In my experience, most adults try to keep nice and manage the variety of personalities in any group dynamic. At some point in the day, however, somebody is bound to be pissed off. A comment as simple as “If we don’t make first chair I am going to be pissed,” has the power to turn it all upside down. Of course, there’s always the person who partied a bit too much the night before to consider. They’re likely still sleeping when it’s time to get up and go while everybody who woke up at the agreed upon time are ready and circling like sharks around a bloody seal. If it snowed all night and it is a powder day, then it is like chum in the water for some, myself included.

Once on the snow, the group dynamic usually breaks down like this: There is always the group defector, who breaks away from the crowd at their first opportunity, only to be found later with a snow-crusted grin on their face. There are those who just go with the flow and do what the group does, even if they aren’t thrilled. These are the non-complainers. Then there are the nonstop complainers who should split from the group but don’t. There are likely a few runs where someone’s sphincter gets tightened and an expletive or two is lofted at a friend. If your role is to play the peacemaker, you pick up a few messes and maybe put a few egos in check. Despite the different personalities, by the end of the day, it’s usually apparent that shredding with a group can be a real pain in the ass. Luckily, most tensions can be diffused by a few drinks at lunch or dinner.

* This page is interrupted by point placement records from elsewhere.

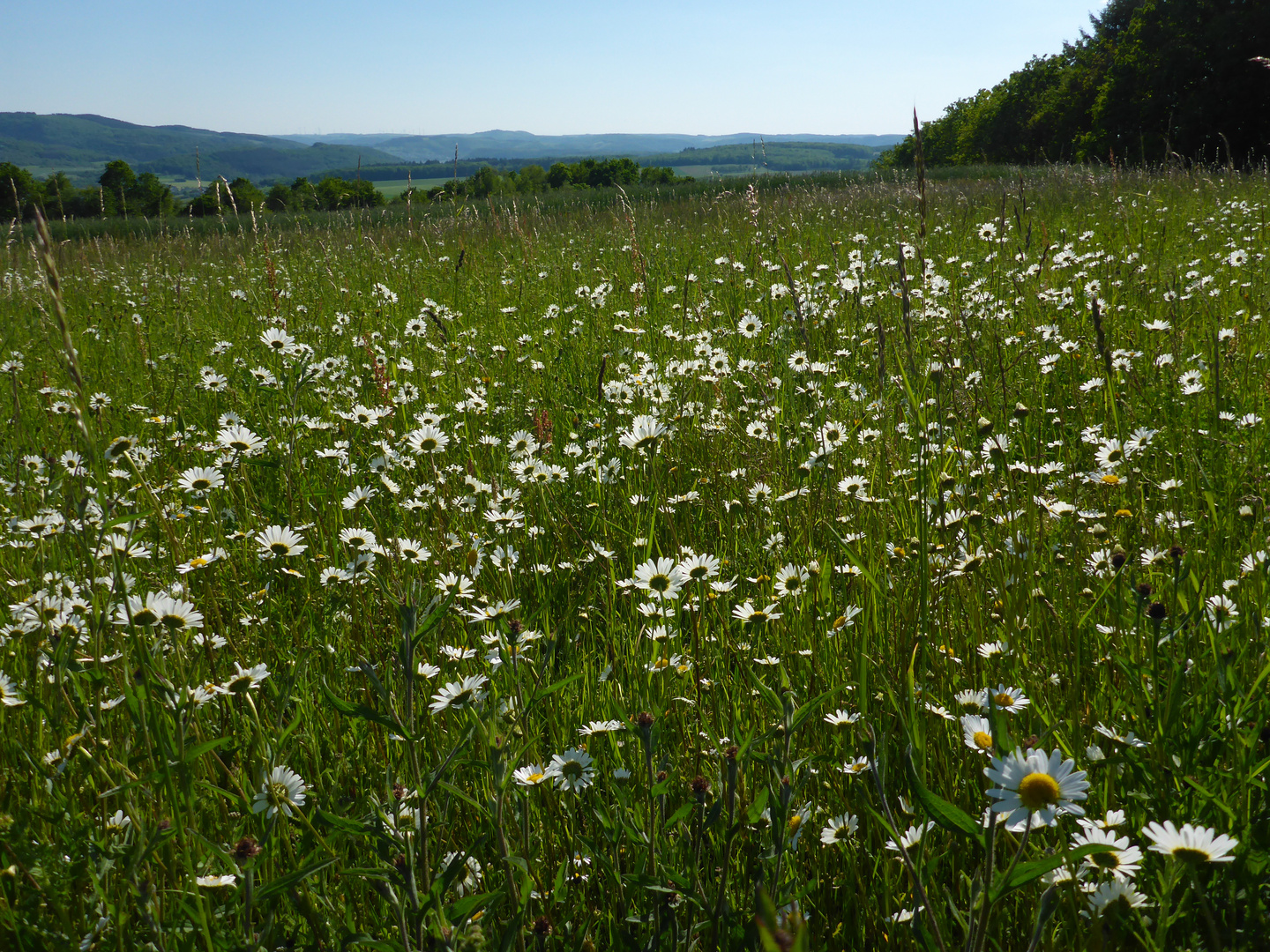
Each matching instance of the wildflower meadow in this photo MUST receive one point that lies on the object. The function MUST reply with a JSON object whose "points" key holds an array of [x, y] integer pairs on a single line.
{"points": [[818, 565]]}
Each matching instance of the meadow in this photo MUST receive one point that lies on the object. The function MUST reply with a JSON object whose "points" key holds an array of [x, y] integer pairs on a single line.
{"points": [[877, 565]]}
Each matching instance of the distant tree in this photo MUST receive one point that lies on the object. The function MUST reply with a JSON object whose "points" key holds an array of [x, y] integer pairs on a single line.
{"points": [[557, 175], [303, 198], [60, 195], [279, 198], [18, 190], [657, 175], [1156, 79], [116, 182], [531, 178], [150, 197], [485, 182], [340, 193], [247, 196]]}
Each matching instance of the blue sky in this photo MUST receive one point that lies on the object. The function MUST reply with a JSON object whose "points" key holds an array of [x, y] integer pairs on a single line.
{"points": [[693, 66]]}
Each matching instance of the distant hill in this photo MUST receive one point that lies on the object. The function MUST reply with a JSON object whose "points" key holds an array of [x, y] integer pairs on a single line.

So, back to my point of that magic number. Is it two, three, six or nine? Is it an odd number or an even number? If you’re riding outside the boundaries, you should never be alone — that’s just asking for trouble. If inbounds and you want to hang with bros who may have varying abilities, then do it and deal with it. Just don’t be the asshole who complains the entire day. In fact, in an ideal world, the complainer and the defector are the same people. If you want to rip inbound lines all day without any consequences from others, maybe just go with one other person. Or better yet, go with three. On those days, like the one I experienced recently, the magic number three includes Me, Myself, and I.  Yes, sometimes that is my favorite group. On those days, I am neither a loner, nor a complainer, nor a defector. I am just a realist.